Chained, nested dict() get calls in python

How about using a small helper function?

def getn(d, path):
    for p in path:
        if p not in d:
            return None
        d = d[p]
    return d

and then

[getn(m, ["gparents", "parent", "child"]) for m in M]

Since these are all python dicts and you are calling the dict.get() method on them, you can use an empty dict to chain:

[m.get("gparents", {}).get("parent", {}).get("child") for m in M]

By leaving off the default for the last .get() you fall back to None. Now, if any of the intermediary keys is not found, the rest of the chain will use empty dictionaries to look things up, terminating in .get('child') returning None.

Another approach is to recognize that if the key isn't found, dict.get returns None. However, None doesn't have an attribute .get, so it will throw an AttributeError:

for m in M:
    try:
       X = m.get("gparents").get("parent").get("child")
    except AttributeError:
       continue

    for x in X:
        y = x.get("key")
        #do something with `y` probably???

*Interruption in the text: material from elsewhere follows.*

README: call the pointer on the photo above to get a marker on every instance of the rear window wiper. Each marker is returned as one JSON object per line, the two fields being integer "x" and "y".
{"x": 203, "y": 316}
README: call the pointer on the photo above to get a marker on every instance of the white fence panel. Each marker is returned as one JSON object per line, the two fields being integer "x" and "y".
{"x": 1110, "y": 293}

Just like Martijn's answer, this doesn't guarantee that X is iterable (non-None). Although, you could fix that by making the last get in the chain default to returning an empty list:

 try:
    X = m.get("gparents").get("parent").get("child",[])
 except AttributeError:
    continue

---

Finally, I think that probably the best solution to this problem is to use reduce:

try:
    X = reduce(dict.__getitem__,["gparents","parent","child"],m)
except (KeyError,TypeError):
    pass
else:
    for x in X:
       #do something with x

The advantage here is that you know if any of the gets failed based on the type of exception that was raised. It's possible that a get returns the wrong type, then you get a TypeError. If the dictionary doesn't have the key however, it raises a KeyError. You can handle those separately or together. Whatever works best for your use case.